The BUAV has uploaded the video of their findings to youtube, it’s graphic.
Audio from the video shows that the others in the lab were aware of what was happening was contrary to Home Office Rules. Pictures from October also show a group of mice that have been shaved so badly that their skin had developed sores and they were shown on camera to be clearly distressed. An animal welfare officer is then heard saying: “I’m so disgusted. These poor mice. If the Home Office was in [the laboratory], we would have been screwed if they saw those mice.”
Another section of footage shows a group of mice that had been injected and irradiated and are then found dead in their cages. One animal welfare officer says: “She’s exceeded her project licence. She’s actually violating their project licence by them dying on her.”
A second person is heard saying: “This is what she does all the time.”
The welfare officer replies: “The thing is, if the Home Office had seen it, that would have been the end of the project licence probably.”

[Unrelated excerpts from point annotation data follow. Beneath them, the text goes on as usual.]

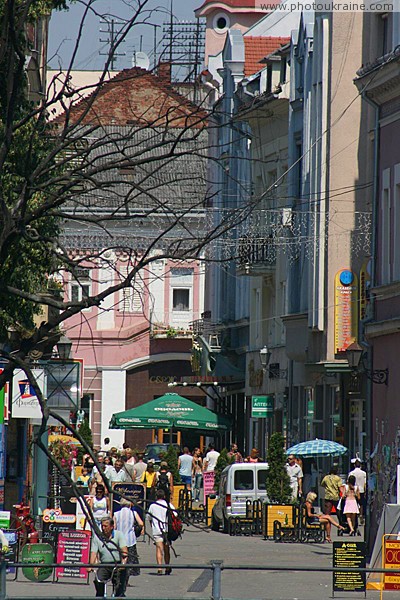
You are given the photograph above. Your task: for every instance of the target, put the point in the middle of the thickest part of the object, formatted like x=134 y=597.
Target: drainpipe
x=375 y=202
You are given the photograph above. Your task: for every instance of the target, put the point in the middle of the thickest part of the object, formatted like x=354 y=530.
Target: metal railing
x=216 y=566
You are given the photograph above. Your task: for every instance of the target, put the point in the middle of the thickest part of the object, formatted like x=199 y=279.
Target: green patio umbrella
x=170 y=411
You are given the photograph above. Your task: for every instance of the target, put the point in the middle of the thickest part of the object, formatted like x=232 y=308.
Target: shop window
x=180 y=299
x=244 y=480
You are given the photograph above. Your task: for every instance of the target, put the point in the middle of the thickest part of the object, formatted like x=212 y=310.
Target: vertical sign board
x=73 y=547
x=37 y=553
x=12 y=554
x=208 y=484
x=353 y=555
x=391 y=560
x=346 y=310
x=262 y=406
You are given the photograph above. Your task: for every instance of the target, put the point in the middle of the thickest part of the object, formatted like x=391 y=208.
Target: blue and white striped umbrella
x=314 y=448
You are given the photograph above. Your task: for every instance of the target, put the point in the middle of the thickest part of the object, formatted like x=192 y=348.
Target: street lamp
x=274 y=371
x=354 y=355
x=64 y=346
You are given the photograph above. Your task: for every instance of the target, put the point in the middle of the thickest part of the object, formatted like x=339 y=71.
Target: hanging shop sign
x=134 y=492
x=346 y=310
x=365 y=284
x=262 y=406
x=25 y=404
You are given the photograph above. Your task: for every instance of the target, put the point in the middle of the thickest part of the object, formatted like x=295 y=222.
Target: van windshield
x=244 y=480
x=261 y=479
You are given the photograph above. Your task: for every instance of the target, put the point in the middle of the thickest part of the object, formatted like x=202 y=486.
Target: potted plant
x=279 y=506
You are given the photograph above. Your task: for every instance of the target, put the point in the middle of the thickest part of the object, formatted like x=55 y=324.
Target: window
x=180 y=299
x=221 y=22
x=261 y=479
x=80 y=287
x=132 y=296
x=396 y=224
x=244 y=480
x=283 y=69
x=385 y=228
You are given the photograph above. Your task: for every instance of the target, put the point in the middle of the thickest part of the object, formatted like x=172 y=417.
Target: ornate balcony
x=256 y=255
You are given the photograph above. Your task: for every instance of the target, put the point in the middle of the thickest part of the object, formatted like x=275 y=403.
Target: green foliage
x=171 y=457
x=30 y=252
x=26 y=142
x=223 y=461
x=278 y=483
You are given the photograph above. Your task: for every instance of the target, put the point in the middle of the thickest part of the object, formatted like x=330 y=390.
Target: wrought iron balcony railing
x=256 y=255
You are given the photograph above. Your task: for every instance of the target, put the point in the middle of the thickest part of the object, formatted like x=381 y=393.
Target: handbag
x=136 y=527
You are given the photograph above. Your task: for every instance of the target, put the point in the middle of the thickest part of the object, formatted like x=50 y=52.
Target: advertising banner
x=349 y=554
x=262 y=406
x=135 y=492
x=208 y=483
x=346 y=310
x=73 y=547
x=25 y=404
x=391 y=558
x=37 y=553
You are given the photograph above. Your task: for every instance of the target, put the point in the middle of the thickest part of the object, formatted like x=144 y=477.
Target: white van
x=239 y=482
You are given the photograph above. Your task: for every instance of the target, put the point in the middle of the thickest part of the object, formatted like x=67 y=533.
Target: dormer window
x=221 y=23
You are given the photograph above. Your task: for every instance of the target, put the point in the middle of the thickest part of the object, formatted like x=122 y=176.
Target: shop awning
x=170 y=410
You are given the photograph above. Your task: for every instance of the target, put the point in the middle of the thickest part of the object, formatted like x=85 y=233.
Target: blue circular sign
x=346 y=277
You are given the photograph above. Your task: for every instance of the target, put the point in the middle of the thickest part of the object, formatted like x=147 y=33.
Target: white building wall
x=112 y=401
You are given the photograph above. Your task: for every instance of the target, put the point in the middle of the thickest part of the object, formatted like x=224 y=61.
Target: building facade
x=379 y=85
x=139 y=338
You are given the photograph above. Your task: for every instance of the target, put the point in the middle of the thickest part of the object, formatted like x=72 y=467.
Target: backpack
x=175 y=526
x=163 y=483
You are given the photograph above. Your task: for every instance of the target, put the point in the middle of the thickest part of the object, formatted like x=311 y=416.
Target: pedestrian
x=100 y=504
x=234 y=453
x=98 y=473
x=110 y=548
x=185 y=467
x=106 y=445
x=83 y=479
x=254 y=456
x=125 y=520
x=158 y=513
x=139 y=468
x=351 y=496
x=117 y=473
x=296 y=477
x=211 y=458
x=129 y=458
x=326 y=520
x=361 y=482
x=165 y=481
x=149 y=479
x=197 y=474
x=332 y=484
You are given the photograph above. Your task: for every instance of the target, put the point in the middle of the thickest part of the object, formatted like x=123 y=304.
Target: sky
x=64 y=27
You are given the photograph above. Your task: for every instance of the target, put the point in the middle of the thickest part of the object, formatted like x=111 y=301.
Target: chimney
x=164 y=71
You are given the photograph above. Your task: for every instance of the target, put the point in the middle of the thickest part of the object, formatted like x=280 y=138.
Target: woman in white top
x=100 y=505
x=125 y=521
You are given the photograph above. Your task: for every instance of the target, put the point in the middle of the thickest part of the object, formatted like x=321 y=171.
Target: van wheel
x=214 y=524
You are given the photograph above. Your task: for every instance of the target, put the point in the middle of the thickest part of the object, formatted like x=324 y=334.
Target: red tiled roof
x=257 y=48
x=231 y=3
x=135 y=96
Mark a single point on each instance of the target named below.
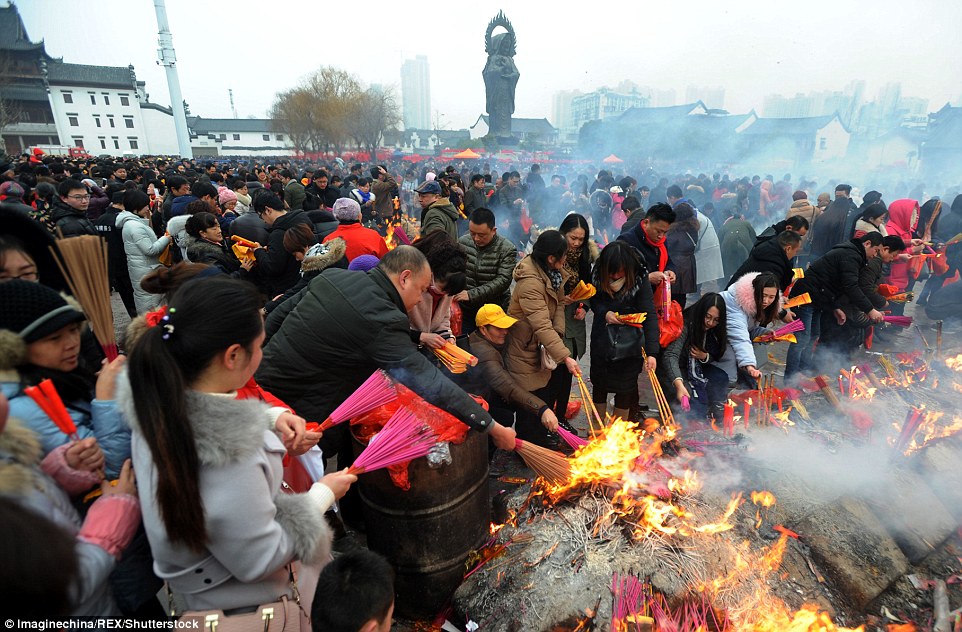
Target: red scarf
(662, 251)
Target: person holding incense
(348, 324)
(751, 305)
(621, 279)
(40, 339)
(687, 360)
(431, 317)
(40, 488)
(222, 533)
(539, 300)
(506, 395)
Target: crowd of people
(263, 295)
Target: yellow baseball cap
(491, 314)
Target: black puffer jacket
(279, 269)
(71, 221)
(489, 271)
(766, 256)
(218, 255)
(835, 275)
(346, 325)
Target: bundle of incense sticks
(635, 320)
(866, 370)
(47, 398)
(244, 248)
(664, 410)
(904, 297)
(83, 262)
(666, 299)
(801, 299)
(628, 604)
(582, 291)
(571, 439)
(590, 408)
(548, 464)
(456, 359)
(898, 321)
(376, 390)
(401, 439)
(827, 392)
(782, 333)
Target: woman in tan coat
(537, 301)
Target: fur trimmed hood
(322, 256)
(744, 294)
(226, 430)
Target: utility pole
(169, 60)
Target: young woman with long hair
(752, 303)
(582, 254)
(616, 349)
(221, 531)
(536, 301)
(687, 360)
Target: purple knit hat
(363, 263)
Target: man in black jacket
(648, 238)
(69, 212)
(827, 279)
(277, 267)
(772, 255)
(106, 225)
(345, 326)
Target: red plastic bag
(670, 329)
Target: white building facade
(98, 108)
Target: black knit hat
(33, 311)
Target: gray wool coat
(254, 530)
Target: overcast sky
(751, 48)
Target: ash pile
(846, 517)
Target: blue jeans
(800, 353)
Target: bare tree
(317, 113)
(376, 111)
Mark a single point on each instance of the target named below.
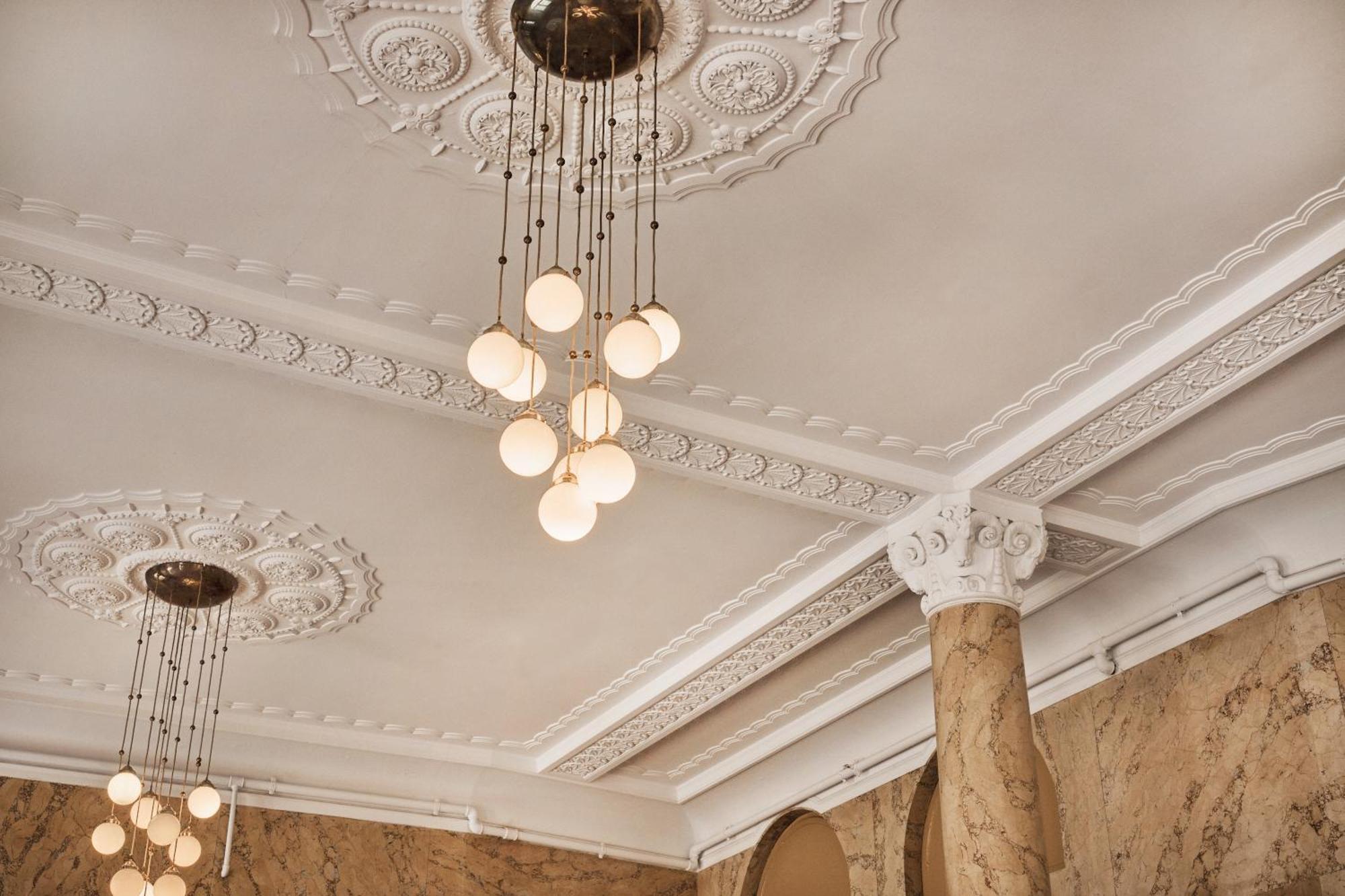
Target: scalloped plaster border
(1213, 467)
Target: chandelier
(580, 53)
(162, 788)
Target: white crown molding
(1130, 542)
(793, 603)
(89, 553)
(71, 295)
(236, 264)
(1242, 592)
(244, 300)
(822, 618)
(279, 723)
(1086, 362)
(785, 710)
(801, 560)
(1210, 467)
(836, 50)
(1272, 337)
(1184, 296)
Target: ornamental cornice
(1304, 315)
(962, 555)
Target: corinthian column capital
(961, 555)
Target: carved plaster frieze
(743, 83)
(1272, 333)
(744, 665)
(964, 555)
(91, 553)
(68, 292)
(759, 588)
(1075, 551)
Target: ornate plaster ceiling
(743, 83)
(1065, 259)
(92, 553)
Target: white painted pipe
(229, 834)
(852, 772)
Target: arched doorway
(925, 834)
(798, 856)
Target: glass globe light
(110, 837)
(575, 456)
(124, 787)
(607, 473)
(204, 801)
(555, 302)
(163, 829)
(496, 358)
(185, 850)
(128, 881)
(145, 810)
(567, 514)
(170, 884)
(528, 446)
(531, 380)
(670, 335)
(595, 412)
(631, 348)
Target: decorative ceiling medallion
(92, 553)
(415, 56)
(747, 81)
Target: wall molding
(1195, 474)
(342, 803)
(1289, 326)
(1243, 591)
(33, 286)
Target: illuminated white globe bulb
(607, 473)
(576, 454)
(145, 810)
(170, 884)
(108, 837)
(531, 380)
(128, 881)
(163, 829)
(567, 514)
(204, 801)
(496, 358)
(670, 335)
(631, 348)
(595, 412)
(185, 850)
(528, 446)
(555, 302)
(124, 787)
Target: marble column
(966, 564)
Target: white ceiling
(1036, 212)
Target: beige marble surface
(1218, 767)
(45, 852)
(989, 801)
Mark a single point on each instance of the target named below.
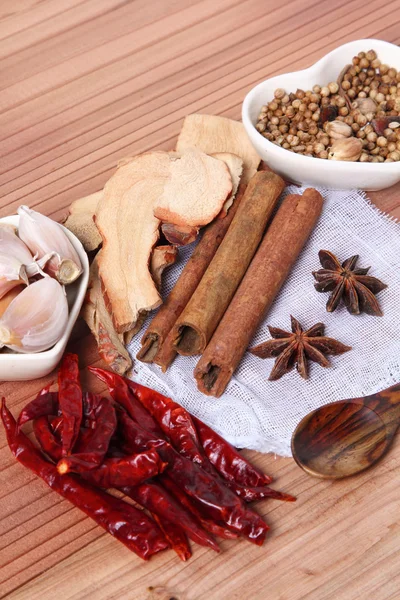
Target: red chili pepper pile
(190, 481)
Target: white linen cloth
(260, 414)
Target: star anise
(349, 284)
(297, 348)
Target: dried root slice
(212, 134)
(185, 190)
(110, 345)
(80, 221)
(161, 258)
(235, 166)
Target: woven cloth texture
(260, 414)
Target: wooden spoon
(346, 437)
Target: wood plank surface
(84, 83)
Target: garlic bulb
(12, 273)
(11, 244)
(14, 255)
(36, 319)
(44, 236)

According to college’s guidelines, animals should be killed quietly, not in the presence of other animals and only by “experienced and competent personnel”; whilst footage shows killings taking place in-front of other animals and with the radio playing loudly in the background.
Imperial’s statement to the Sunday Times said: “Imperial College’s policy on the use of animals in research is that animals may only be used in research programmes where their use is shown to be essential.
“Scientists and staff at Imperial work hard to ensure that animals are kept and cared for using the highest standards of husbandry, thereby causing least pain and distress.”
College have announced an independent investigation to be led by Steve Brown, director of the Medical Research Council’s mammalian genetics unit.
Staff and postgrads with Home Office licenses have been reminded by college of the policy on animal welfare and their own responsibilities in ensuring the animals don’t suffer. It has also informed the Home Office of the BUAV claims and said it will work with officials there.
All testing on animals must be licensed by the Home Office.
Under Home Office rules [PDF], no animal test can be conducted if there is an alternative research technique. The expected benefits must outweigh possible adverse effects.
Each lab must have on-site vets and animal welfare officers who check animals are being humanely treated. Suffering must be kept to a minimum at all times.
According to the article from the Sunday Times: “Licences — graded “mild”, “moderate” and “substantial”, according to the expectation of the severity of suffering that animals may be subjected to — also specify the point at which the animal must be killed because the suffering is considered too great.” In the video a researcher is shown to not know what grade license he has for the work he is doing.
The animals should be killed quickly and humanely by a competent person, according to the law.